The Discovery Project Earth team was able to scale the lenses down to make them 1 micron thick instead of his current two inch think lenses. They were successful in shrinking the lenses on a sheet of silicon.

In order to get the sun refracting lenses into space, the team first tried to use a coil gun. They proved that the coil gun can work but they hope that using traditional, proven rocket technology will be able to control variables better than a system that launches at over 1,000 g force.

Rocket technology on the other hand only causes about 25g. The only problem with using rockets for a launch is that the force of 25g's are in all directions because of the rumbling of the rockets.

Unfortunately for the team, the rocket crashed. Everything was destroyed, they were not even able to retrieve pictures or film from inside the rocket monitoring the lenses. The entire experiment was a large failure. The Project Earth team can now only speculate "IF" their experiments worked.
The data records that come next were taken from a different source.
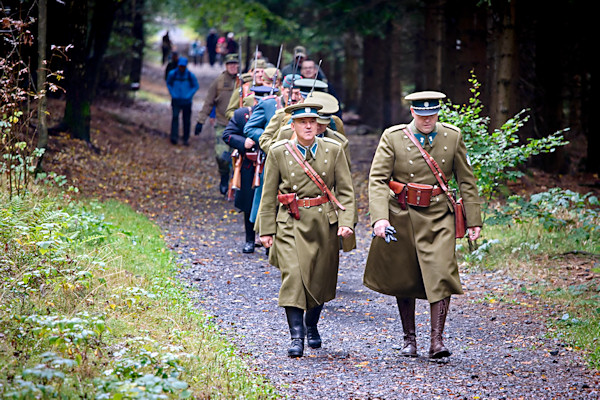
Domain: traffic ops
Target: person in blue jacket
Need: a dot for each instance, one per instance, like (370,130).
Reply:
(182,85)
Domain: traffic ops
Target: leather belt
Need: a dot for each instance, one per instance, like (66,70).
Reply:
(316,201)
(400,186)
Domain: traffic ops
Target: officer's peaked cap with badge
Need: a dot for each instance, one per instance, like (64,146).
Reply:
(304,110)
(425,103)
(231,58)
(290,79)
(261,91)
(270,74)
(260,64)
(306,85)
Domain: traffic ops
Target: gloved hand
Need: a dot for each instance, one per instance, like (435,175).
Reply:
(389,234)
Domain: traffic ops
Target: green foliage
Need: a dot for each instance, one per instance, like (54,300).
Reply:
(497,155)
(556,209)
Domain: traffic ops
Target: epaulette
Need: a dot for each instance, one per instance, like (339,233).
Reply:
(450,126)
(330,140)
(338,135)
(278,143)
(395,128)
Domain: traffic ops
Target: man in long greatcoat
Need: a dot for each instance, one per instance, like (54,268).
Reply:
(421,263)
(306,242)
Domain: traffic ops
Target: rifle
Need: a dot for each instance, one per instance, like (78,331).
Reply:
(276,69)
(236,159)
(254,67)
(296,64)
(240,80)
(315,80)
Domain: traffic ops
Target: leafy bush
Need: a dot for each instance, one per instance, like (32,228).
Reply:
(496,155)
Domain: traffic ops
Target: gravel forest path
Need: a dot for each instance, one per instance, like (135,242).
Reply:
(496,331)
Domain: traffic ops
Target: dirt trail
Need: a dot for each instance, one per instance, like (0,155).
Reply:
(500,348)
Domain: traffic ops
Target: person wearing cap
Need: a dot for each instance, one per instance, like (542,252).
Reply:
(182,85)
(217,98)
(254,77)
(330,109)
(305,244)
(421,263)
(290,95)
(233,135)
(263,113)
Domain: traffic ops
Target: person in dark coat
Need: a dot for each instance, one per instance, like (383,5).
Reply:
(421,263)
(211,46)
(233,135)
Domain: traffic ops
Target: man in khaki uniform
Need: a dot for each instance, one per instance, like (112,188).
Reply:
(254,77)
(421,263)
(302,220)
(218,96)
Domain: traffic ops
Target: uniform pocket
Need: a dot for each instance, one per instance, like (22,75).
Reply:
(282,215)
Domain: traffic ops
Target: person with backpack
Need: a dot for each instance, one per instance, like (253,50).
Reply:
(182,85)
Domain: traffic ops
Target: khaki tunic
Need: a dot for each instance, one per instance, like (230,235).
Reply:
(306,250)
(218,95)
(422,263)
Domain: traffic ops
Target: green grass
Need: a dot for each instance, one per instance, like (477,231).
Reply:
(90,307)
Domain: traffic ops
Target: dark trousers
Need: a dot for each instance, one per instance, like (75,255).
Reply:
(186,111)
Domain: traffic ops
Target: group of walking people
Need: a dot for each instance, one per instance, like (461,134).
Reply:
(281,145)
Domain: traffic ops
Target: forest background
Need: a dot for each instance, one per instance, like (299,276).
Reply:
(526,54)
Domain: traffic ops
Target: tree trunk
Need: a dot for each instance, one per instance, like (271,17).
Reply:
(137,8)
(435,27)
(503,68)
(351,90)
(375,71)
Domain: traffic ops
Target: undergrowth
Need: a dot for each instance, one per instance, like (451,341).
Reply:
(551,241)
(89,308)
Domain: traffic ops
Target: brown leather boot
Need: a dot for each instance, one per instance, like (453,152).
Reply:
(295,318)
(311,319)
(439,311)
(406,306)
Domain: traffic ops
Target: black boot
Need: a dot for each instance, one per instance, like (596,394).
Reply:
(439,311)
(311,319)
(406,306)
(295,317)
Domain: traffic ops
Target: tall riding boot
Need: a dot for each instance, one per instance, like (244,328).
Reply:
(295,317)
(406,306)
(439,311)
(311,319)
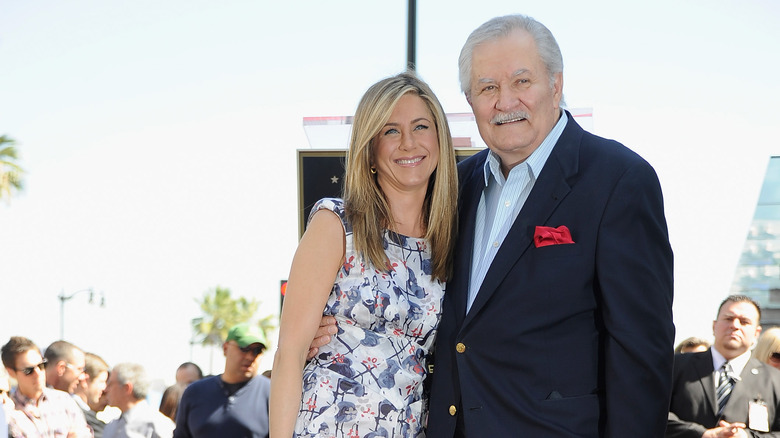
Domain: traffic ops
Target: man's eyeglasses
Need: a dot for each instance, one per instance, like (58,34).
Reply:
(76,369)
(28,370)
(249,349)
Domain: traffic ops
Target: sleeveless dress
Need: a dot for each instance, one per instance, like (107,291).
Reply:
(368,381)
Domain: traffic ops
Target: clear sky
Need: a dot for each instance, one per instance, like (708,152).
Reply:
(160,141)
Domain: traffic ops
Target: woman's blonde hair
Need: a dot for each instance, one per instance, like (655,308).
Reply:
(768,343)
(365,204)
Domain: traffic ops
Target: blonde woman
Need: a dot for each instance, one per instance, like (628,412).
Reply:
(768,347)
(376,261)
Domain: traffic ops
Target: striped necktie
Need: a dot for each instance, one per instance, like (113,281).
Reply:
(725,385)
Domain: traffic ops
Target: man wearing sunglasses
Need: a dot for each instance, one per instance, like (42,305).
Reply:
(38,410)
(234,403)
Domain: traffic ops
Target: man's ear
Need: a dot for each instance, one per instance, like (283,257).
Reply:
(61,367)
(558,89)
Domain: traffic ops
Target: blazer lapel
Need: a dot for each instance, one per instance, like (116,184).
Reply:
(745,389)
(471,187)
(551,187)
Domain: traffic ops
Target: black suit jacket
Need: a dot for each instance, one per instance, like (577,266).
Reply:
(693,407)
(562,340)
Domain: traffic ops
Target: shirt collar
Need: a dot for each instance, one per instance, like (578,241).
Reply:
(140,410)
(535,161)
(737,364)
(23,400)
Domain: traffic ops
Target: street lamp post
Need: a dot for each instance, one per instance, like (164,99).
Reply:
(62,297)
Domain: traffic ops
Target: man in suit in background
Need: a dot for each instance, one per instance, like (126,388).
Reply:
(724,392)
(557,321)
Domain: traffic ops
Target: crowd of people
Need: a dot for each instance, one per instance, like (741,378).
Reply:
(71,393)
(526,291)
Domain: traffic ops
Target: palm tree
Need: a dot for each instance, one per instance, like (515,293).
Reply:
(10,172)
(221,312)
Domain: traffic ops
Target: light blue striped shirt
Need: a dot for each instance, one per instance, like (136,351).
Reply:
(503,198)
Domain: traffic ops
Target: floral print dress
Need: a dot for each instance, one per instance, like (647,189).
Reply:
(368,381)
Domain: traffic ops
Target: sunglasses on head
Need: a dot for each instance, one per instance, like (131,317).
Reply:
(28,370)
(254,350)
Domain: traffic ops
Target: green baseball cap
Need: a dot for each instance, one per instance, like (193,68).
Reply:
(246,334)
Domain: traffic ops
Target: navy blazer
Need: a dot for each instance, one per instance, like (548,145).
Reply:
(693,408)
(562,340)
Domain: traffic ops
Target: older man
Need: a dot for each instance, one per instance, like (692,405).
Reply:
(724,392)
(234,403)
(36,409)
(126,389)
(65,366)
(557,321)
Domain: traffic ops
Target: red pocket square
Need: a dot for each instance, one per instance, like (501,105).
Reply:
(544,236)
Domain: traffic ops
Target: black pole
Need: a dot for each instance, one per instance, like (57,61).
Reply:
(411,39)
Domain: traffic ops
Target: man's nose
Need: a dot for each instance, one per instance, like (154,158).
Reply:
(507,100)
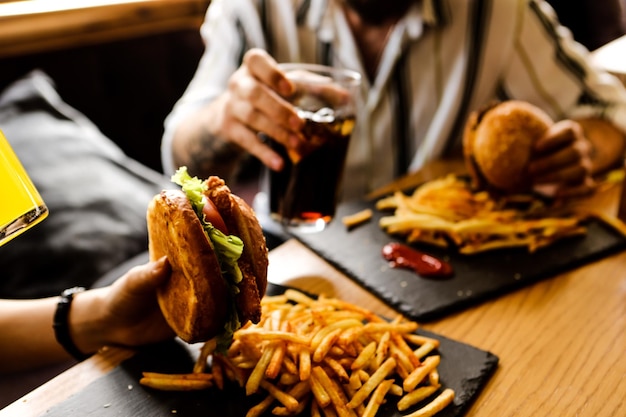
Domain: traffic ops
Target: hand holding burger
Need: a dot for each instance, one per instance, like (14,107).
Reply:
(514,147)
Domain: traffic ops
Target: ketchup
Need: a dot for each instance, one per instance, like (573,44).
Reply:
(403,256)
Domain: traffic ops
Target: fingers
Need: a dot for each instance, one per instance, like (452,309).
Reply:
(255,103)
(264,68)
(561,156)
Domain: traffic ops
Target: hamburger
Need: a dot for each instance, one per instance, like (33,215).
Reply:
(498,143)
(218,256)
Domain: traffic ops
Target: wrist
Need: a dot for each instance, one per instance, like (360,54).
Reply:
(63,332)
(85,322)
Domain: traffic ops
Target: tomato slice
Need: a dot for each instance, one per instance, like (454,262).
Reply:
(213,216)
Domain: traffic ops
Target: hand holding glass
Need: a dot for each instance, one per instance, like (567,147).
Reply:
(22,207)
(304,194)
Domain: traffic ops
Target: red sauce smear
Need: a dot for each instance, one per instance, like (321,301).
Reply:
(403,256)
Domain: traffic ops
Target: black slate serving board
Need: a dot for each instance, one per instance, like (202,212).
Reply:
(463,368)
(478,277)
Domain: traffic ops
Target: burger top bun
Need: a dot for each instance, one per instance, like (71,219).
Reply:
(498,141)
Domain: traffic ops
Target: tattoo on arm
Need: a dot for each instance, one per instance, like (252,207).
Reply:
(210,155)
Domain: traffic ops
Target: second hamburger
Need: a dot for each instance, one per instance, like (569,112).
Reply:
(498,143)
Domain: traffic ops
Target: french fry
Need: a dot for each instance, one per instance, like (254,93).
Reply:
(436,405)
(447,210)
(260,408)
(355,219)
(364,357)
(377,398)
(287,400)
(255,378)
(415,396)
(319,391)
(176,382)
(420,372)
(377,378)
(323,355)
(337,396)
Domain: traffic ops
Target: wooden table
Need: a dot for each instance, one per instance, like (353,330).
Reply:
(561,342)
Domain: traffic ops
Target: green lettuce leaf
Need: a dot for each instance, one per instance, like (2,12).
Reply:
(228,249)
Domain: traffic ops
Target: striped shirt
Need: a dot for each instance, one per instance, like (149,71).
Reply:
(442,60)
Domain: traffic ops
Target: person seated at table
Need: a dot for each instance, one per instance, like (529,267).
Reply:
(426,64)
(125,313)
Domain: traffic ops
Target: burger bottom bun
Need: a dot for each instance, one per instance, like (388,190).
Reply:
(195,300)
(500,141)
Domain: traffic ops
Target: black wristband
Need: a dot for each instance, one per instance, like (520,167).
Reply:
(60,325)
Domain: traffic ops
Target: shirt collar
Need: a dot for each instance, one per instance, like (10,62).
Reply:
(427,13)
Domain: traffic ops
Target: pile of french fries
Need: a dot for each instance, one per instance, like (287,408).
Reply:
(324,356)
(446,212)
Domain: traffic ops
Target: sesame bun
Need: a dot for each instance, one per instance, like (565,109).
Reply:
(498,142)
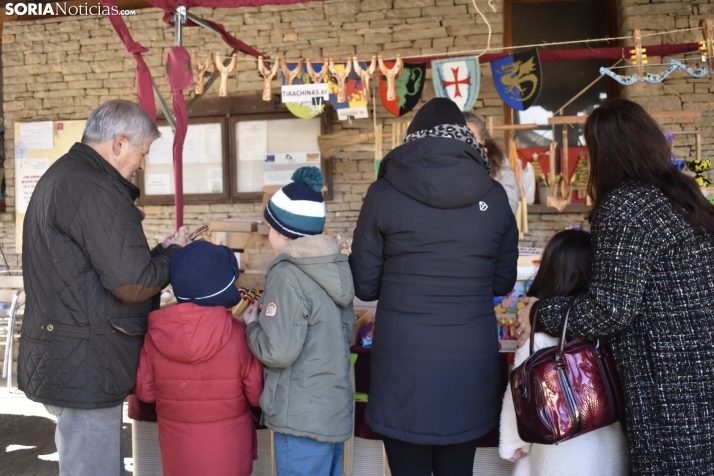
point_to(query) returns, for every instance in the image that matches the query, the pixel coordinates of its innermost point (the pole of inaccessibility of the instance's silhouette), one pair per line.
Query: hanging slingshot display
(638, 55)
(225, 72)
(290, 75)
(391, 75)
(341, 77)
(268, 76)
(365, 75)
(705, 47)
(319, 76)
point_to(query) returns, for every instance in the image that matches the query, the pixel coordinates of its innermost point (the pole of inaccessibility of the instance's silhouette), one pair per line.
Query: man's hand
(524, 320)
(178, 238)
(251, 313)
(517, 455)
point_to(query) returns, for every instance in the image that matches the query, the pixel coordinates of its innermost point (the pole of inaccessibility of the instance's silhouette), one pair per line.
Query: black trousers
(410, 459)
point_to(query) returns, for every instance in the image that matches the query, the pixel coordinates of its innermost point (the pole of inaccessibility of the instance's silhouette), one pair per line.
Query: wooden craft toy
(201, 69)
(391, 75)
(341, 77)
(365, 75)
(317, 77)
(290, 75)
(225, 72)
(268, 76)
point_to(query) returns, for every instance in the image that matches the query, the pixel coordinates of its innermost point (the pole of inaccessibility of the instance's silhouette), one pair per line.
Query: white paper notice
(360, 112)
(20, 151)
(252, 140)
(250, 176)
(37, 135)
(161, 151)
(278, 168)
(215, 180)
(157, 184)
(28, 173)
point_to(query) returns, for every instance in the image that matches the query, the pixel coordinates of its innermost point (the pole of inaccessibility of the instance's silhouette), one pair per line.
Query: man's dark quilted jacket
(89, 277)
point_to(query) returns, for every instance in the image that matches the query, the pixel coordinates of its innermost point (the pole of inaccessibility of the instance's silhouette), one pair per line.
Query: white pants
(89, 442)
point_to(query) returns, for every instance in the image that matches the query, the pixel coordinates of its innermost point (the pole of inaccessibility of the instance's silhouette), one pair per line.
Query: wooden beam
(567, 120)
(688, 114)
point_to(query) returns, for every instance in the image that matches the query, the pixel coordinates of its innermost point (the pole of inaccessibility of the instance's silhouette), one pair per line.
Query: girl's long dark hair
(624, 142)
(494, 153)
(565, 268)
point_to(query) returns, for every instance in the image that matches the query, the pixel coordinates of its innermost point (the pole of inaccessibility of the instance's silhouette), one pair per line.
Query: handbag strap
(563, 330)
(563, 327)
(534, 320)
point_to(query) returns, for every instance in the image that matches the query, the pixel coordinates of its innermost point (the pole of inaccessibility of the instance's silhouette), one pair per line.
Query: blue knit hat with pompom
(298, 209)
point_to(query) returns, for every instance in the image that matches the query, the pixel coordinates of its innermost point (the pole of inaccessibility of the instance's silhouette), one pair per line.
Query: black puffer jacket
(89, 278)
(435, 241)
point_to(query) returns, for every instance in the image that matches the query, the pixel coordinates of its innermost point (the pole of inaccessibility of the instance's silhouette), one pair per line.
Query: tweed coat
(652, 293)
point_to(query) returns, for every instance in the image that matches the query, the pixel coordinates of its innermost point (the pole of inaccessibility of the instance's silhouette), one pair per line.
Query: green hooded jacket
(302, 337)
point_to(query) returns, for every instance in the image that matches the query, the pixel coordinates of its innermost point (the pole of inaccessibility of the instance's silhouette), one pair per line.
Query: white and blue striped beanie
(298, 209)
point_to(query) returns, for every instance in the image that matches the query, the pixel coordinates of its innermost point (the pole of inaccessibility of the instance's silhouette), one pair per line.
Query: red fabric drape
(144, 88)
(179, 76)
(172, 4)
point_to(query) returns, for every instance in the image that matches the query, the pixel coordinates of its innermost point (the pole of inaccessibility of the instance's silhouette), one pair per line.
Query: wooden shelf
(573, 208)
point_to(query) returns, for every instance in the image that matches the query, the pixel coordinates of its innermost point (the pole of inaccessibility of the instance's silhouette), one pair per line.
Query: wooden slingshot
(201, 69)
(341, 79)
(365, 75)
(316, 78)
(391, 75)
(290, 75)
(268, 76)
(225, 72)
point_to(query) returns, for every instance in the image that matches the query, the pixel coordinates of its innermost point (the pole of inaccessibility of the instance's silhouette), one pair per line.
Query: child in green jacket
(302, 333)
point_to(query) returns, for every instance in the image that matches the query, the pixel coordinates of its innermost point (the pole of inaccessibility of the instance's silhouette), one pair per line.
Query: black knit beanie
(437, 112)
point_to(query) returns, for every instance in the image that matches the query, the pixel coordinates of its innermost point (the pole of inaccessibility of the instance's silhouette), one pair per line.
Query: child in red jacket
(197, 367)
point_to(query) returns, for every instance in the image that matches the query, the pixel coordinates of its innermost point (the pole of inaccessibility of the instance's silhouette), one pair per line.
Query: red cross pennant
(457, 81)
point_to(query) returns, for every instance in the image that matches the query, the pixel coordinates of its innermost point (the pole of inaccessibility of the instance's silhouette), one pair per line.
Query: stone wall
(62, 69)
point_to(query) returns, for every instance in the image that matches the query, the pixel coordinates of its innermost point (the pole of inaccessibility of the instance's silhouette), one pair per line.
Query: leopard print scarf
(453, 131)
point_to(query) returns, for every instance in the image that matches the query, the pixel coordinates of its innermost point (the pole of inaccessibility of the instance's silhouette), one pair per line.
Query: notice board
(37, 146)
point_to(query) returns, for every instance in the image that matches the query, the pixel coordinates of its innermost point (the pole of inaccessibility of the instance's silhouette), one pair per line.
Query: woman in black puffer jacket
(435, 241)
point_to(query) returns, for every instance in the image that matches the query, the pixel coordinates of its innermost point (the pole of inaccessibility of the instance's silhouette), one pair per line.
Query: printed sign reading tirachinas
(303, 99)
(65, 9)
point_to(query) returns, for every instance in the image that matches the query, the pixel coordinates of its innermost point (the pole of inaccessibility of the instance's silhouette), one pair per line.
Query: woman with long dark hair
(652, 291)
(434, 243)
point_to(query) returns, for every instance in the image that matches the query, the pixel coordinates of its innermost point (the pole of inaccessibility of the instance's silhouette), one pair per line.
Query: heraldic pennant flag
(408, 87)
(457, 79)
(518, 79)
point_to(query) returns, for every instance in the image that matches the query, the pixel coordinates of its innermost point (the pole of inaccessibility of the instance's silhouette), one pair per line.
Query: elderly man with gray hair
(90, 280)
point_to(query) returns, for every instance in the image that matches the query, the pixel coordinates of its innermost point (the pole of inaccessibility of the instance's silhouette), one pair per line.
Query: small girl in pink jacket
(197, 367)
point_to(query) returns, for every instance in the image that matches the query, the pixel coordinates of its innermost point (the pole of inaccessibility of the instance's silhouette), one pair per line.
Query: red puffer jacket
(197, 367)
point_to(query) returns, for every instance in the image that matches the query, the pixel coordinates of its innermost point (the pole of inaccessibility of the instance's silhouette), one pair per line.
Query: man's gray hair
(119, 116)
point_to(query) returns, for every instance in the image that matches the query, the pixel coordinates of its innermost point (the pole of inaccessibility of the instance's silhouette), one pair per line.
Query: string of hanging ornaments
(303, 71)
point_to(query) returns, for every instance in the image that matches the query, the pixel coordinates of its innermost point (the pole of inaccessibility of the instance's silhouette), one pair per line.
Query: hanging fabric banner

Based on vague, hypothetical ideas, they came to the conclusion that the sunshield would be able to actually reverse global warming but only if our carbon dioxide levels are reduced.

Wednesday, September 3, 2008

Hungry Ocean

In the sixth episode of the Project Earth series, Hungry Ocean, airing right after Infinite Winds, the team is back to test a new theory about eliminating dead zones from our oceans.

The team plans to experiment with large pumps to basically filter the ocean thus allowing better oxygen retention. If the ocean can hold oxygen better, populations of fish and phytoplankton can rebound in these areas. If the Project Earth team can succeed in bringing life to dead zones, the zones will be able to absorb large quantities of carbon dioxide.

updates from the show:
I was very wrong with my initial thinking...

Oceans absorb almost half of our current co2 emissions. The cause of this is not actually the ocean it self, but the life in the ocean. Phytoplankton is a type of plant that thrives in nutrient rich oceans. All plants use basic nutrients and carbon dioxide to grow. When the phytoplankton die, their bodies fall to the ocean floor and the carbon that they used to grow stays in the bodies removing carbon from the atmosphere.

The identified problem shown by this episode is that there are many places in the ocean where currents of water do not circulate from the ocean depths to the surface. If water was brought up with pumps from the nutrient rich ocean bottom, the pumps can promote plankton growth.

The Project Earth team plans on using pumps attached to buoys. The buoys will float on the surface of the ocean and the water pumps will dangle 1000 feet below. Between the pump and the buoy is a long tarp in the shape of a straw.

The pump design is very simple, there are no mechanical moving parts. Only the natural movement of waves is needed to pump the water up. The pump is a one way valve, only allowing water to go in the bottom. When the wave is at its lowest point, water is gulped into the pump. When the wave begins to pull the buoy back up, the valve closes and water is pulled up. This happens with every wave creating a very effective pump.

The team's results were mixed. Unfortunately, both pumps broke after they were deployed. The failures were chalked up to poor engineering in the welds that held the tarps together.

The first pump failed completely, it did not pump at all. Fortunately, the second pump did indeed work for a little longer then a half of a day.

The second pump actually proved the concept worked. Their sensors showed cooler water flowed up through the tubes for the limited amount of time that they worked.

If they get their design fixed, they may actually have a very good idea here.

The only concerns with this experiment are unwanted, toxic algae blooms.